Anche “Un Gabbiano” di Gianluca Merolli è conducibile alla relazione tra la morte e il teatro. Non solo perché il testo di Cechov è pieno di presagi di morte del corpo, dell'anima e dell'arte dei suoi protagonisti, ma anche perché le scelte di Merolli spingono lo spettacolo verso una dimensione ipersimbolista della drammaturgia. «Abbiamo lavorato – scrive Merolli nelle note di regia - a questo allestimento de “Un gabbiano” cercando di raccontare cosa vuol dire vivere senza scegliere di farlo fino in fondo. Abbiamo così usato la parabola della morte per raccontare sette solitudini. Il suicidio inteso come possibilità di donare il proprio tempo, i propri talenti, la vita stessa per un’idea». Oltre allo stesso Morelli, in scena ci sono Anita Bartolucci, Francesca Golia, Giulia Maulucci, Fabio Pascquini, Enrico Roccaforte e Nello Mascia.
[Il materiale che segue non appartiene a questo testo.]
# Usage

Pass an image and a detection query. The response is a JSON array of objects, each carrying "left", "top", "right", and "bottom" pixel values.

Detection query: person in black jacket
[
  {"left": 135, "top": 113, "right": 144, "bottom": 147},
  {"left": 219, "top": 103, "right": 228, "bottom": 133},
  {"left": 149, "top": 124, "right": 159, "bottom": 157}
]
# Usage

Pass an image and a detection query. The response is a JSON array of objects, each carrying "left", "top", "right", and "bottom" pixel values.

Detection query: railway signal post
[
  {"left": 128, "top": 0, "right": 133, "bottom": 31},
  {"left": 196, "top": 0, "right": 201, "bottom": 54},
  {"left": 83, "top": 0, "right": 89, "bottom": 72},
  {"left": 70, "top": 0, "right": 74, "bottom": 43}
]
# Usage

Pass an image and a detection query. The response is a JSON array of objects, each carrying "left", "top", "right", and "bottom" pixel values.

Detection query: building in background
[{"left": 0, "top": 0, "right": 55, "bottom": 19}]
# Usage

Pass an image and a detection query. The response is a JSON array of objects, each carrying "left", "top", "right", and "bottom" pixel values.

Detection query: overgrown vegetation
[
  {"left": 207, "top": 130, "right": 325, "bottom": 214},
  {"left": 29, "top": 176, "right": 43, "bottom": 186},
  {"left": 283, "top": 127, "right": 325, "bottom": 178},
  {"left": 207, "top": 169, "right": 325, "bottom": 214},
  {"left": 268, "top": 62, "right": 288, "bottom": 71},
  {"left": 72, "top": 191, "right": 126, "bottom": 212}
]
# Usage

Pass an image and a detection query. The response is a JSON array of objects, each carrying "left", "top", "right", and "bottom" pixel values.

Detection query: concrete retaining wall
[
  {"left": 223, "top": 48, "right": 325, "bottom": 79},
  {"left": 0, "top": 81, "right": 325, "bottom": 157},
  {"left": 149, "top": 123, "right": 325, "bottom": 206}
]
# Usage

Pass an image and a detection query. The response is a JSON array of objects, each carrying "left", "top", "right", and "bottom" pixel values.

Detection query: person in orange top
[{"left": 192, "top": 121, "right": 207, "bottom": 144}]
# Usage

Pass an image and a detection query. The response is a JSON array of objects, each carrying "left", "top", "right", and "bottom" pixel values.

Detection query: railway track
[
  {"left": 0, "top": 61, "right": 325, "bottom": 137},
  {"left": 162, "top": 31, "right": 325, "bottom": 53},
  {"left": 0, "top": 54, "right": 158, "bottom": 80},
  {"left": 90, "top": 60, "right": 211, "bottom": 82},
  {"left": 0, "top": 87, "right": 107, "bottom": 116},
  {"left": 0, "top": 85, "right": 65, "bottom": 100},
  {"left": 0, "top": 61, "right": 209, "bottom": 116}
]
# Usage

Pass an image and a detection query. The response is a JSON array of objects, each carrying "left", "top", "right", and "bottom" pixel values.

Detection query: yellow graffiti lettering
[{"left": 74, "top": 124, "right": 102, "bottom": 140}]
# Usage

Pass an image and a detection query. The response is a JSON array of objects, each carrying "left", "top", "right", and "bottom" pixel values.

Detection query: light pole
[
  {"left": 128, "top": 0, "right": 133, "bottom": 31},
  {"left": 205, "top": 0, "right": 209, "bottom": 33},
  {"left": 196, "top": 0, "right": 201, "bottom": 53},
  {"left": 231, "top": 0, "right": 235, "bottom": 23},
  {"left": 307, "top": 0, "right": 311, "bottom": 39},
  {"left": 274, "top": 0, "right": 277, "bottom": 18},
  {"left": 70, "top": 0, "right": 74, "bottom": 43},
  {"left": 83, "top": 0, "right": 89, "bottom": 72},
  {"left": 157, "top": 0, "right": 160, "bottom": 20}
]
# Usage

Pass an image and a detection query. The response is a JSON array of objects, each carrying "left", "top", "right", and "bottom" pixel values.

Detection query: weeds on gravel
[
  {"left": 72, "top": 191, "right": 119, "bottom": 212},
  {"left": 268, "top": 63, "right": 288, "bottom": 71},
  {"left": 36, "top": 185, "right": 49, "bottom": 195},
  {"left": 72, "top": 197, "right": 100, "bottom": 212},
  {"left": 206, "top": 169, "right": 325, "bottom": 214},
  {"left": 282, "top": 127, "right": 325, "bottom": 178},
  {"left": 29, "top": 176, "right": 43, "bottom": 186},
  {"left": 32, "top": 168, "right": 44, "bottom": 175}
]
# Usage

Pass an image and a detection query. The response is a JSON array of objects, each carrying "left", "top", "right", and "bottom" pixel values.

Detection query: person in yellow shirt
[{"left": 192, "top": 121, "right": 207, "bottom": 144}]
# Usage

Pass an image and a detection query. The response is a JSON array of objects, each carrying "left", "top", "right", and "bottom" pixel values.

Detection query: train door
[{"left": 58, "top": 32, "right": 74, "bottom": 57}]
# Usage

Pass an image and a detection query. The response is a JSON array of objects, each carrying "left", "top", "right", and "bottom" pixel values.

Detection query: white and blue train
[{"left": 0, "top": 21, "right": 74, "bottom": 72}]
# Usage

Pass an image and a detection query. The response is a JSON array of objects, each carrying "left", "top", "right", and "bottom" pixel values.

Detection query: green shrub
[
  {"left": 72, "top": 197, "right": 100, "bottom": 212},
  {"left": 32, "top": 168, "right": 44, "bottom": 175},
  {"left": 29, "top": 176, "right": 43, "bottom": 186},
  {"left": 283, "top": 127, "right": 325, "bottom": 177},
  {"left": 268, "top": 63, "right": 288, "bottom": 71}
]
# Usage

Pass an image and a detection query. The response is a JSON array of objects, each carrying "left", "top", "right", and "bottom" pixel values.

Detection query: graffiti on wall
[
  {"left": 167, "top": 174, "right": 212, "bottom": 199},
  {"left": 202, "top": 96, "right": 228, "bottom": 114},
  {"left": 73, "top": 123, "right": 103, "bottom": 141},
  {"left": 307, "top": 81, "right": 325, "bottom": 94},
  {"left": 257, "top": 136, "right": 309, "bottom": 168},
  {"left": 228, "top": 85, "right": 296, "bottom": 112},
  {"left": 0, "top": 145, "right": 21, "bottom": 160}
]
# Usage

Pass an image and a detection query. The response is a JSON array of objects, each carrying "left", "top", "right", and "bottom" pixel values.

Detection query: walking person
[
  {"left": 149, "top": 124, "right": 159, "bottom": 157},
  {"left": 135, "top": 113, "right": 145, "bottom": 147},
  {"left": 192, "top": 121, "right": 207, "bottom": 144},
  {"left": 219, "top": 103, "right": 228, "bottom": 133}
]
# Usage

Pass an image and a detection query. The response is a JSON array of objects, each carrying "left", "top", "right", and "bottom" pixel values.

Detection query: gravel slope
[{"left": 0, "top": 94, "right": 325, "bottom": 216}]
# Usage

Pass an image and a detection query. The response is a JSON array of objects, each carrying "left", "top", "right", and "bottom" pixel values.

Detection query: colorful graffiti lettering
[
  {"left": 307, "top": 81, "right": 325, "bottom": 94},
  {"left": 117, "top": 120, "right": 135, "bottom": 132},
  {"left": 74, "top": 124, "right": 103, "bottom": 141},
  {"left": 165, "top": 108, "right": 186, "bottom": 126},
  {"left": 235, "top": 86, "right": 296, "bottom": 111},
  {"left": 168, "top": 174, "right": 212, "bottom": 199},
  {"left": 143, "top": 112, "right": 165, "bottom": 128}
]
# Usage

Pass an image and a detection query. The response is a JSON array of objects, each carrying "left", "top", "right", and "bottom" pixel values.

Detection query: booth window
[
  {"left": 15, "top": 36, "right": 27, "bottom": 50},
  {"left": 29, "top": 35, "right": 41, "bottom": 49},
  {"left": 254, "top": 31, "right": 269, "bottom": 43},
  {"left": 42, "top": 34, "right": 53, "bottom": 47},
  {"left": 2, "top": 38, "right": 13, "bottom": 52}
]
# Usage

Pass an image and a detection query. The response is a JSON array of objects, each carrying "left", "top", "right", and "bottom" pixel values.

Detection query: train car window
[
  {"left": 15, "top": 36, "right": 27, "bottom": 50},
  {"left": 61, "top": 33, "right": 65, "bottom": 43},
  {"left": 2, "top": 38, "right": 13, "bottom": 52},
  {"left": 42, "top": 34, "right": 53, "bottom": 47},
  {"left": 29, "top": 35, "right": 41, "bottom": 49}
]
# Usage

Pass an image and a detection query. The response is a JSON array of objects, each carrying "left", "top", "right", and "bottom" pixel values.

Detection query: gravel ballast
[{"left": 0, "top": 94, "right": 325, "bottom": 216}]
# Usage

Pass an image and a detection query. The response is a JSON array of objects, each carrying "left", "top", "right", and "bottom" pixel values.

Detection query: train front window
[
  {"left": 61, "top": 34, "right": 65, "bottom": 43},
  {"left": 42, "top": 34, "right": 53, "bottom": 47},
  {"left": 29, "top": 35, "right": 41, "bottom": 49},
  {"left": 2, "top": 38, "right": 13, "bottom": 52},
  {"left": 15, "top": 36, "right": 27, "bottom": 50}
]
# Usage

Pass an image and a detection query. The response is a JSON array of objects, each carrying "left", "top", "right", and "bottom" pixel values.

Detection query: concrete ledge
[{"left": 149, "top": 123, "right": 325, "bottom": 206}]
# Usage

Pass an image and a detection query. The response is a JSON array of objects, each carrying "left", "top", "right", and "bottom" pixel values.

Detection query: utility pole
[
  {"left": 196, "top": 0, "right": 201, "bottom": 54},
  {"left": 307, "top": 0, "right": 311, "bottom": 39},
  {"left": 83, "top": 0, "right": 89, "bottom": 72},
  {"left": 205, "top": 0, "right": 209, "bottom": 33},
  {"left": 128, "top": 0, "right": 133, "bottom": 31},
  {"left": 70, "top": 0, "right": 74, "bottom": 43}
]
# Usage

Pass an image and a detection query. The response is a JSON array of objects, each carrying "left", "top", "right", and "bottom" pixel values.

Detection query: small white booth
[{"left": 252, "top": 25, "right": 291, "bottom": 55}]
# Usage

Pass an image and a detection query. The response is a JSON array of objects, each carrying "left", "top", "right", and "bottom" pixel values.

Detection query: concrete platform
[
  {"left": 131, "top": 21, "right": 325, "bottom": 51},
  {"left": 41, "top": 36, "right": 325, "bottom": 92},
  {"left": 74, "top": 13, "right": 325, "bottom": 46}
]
Purtroppo, lo spettacolo nel suo complesso, non convince e non soddisfa la pretesa di essere “un Cechov” e sono discutibili una serie di scelte registiche, ma più di tutto manca una coerenza o un leitmotiv che accompagni la sua strutturazione interna. Discorso decisamente diverso per gli interpreti e per stesso Morelli in quanto attore.